Correlation Tests check whether two variables are related without assuming cause-and-effect relationships.
- Pearson' r is used to express the correlation between two variables X and Y.
- Looking for an association between two categorical variables? A Chi-squared test (or X²) "calculates the frequencies that would be expected if there were no association (i.e. null hypothesis is true)" (Oxford handbook of medical statistics).

Non-parametric Tests do not make as many assumptions about the data. Useful when one or more of the common statistical assumptions are violated (i.e. Normal distribution and a linear relationship do not hold), but the inferences that are made aren't as strong as with parametric tests:

Rank Correlation Tests: Assumptions for these tests (Spearman or Kendall) are that variables can be ranked and the relationship between the variables either increases or decreases. Use in place of regression and correlation tests.
"Kruskal-Wallis Test is a nonparametric approach to the one-way ANOVA. The procedure is used to compare three or more groups on a dependent variable that is measured on at least an ordinal level" (Comprehensive Clinical Psychology).
Wilcoxon Rank-Sum Test is the nonparametric version of the independent t-test, commonly used for the comparison of two groups of nonparametric data.
Use the Wilcoxon Signed Rank Test (or Wilcoxon Matched Pairs Test) for a repeated measure design where the same sujects are evaluated under two different conditions.

Data Visualization

Graphic Representation of Research

To communicate the information of your research, the data will often need to be described in numeric and tabular form. But graphics can allow for data to be displayed in a visual/pictorial form that facilitates more insight into the data.

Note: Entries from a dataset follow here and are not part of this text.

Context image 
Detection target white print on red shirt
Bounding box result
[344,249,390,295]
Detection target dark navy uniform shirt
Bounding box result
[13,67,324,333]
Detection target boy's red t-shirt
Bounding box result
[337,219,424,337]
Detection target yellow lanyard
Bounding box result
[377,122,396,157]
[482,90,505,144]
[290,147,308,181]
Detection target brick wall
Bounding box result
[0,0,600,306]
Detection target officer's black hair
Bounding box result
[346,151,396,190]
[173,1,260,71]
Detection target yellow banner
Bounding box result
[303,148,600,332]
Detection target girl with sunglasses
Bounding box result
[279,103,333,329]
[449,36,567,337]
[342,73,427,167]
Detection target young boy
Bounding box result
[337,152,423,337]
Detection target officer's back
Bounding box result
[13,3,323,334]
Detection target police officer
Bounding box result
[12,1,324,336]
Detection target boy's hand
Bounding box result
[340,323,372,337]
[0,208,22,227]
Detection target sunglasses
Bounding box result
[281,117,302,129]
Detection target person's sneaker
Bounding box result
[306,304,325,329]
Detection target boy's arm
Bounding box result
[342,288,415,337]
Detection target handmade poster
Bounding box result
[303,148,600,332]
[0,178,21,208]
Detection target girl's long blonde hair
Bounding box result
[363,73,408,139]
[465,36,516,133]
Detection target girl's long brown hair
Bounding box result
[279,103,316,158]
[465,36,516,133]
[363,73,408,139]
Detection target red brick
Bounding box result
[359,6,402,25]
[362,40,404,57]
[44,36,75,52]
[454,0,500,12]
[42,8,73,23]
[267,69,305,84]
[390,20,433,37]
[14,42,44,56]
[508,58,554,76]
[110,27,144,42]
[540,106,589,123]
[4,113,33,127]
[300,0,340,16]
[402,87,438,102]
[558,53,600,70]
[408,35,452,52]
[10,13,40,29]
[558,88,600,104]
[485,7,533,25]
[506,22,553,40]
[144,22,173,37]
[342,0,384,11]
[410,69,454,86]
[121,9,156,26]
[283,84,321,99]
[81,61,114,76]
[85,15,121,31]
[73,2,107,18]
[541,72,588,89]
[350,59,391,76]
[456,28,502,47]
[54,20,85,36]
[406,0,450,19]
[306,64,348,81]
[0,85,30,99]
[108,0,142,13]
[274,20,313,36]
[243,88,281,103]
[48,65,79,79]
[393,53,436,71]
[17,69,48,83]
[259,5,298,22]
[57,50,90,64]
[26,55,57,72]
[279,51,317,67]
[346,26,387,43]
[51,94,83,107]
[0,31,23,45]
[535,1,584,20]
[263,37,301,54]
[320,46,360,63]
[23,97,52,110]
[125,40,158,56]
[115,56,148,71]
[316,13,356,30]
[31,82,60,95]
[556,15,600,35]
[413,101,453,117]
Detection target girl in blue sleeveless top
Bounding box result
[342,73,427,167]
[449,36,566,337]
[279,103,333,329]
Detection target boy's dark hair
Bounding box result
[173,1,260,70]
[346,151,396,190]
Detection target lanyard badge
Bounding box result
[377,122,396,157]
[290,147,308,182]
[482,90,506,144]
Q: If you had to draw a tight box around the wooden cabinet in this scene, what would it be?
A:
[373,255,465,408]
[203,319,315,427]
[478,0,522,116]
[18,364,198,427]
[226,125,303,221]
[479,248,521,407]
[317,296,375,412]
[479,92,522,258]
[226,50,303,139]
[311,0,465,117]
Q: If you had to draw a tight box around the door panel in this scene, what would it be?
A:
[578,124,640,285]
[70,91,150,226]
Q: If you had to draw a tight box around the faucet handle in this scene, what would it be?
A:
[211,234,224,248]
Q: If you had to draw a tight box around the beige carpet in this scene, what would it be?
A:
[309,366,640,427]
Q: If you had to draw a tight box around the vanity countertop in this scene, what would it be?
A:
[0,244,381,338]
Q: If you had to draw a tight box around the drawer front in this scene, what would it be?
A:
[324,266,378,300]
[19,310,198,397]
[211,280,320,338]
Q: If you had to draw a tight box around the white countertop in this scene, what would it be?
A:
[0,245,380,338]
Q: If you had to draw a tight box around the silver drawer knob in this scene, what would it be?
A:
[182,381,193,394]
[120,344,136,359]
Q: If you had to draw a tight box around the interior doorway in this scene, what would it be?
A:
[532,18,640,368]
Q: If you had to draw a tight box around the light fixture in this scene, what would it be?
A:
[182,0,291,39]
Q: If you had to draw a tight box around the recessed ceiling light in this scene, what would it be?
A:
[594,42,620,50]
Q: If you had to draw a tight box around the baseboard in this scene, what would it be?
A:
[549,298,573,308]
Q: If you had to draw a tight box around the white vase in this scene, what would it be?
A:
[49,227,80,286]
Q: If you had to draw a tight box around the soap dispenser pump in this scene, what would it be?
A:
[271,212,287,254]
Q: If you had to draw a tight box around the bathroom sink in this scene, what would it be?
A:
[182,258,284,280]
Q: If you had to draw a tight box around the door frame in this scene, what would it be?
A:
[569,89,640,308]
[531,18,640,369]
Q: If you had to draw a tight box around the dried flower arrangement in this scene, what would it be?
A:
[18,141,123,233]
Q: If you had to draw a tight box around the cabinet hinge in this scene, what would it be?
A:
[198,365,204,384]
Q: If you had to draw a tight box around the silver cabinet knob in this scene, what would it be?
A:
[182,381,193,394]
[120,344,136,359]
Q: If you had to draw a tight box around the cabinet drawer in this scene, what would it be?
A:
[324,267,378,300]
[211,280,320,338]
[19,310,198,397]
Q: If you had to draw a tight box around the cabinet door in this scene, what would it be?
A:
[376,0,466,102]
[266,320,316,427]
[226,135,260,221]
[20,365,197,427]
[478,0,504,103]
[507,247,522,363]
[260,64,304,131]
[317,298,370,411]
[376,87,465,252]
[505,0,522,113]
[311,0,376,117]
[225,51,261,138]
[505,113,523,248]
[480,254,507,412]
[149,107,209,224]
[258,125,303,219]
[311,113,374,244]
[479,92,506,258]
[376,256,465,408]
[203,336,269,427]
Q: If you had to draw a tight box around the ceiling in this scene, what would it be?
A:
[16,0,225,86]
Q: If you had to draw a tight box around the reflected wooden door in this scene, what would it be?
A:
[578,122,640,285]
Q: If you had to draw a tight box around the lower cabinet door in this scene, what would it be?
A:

"Three Basic Principles for Graphical Presentation--Always remember 3 principles in illustrating the results

Heading or title: Each figure should have clearly defined heading / title
Simplicity: Presentation of data should be simple to understand
Honesty: If possible always give the sample size with results" (Handbook of basic statistical concepts : for scientists and pharmacists)

Another consideration, from an accessibility standpoint, would be color and font choice and consistency.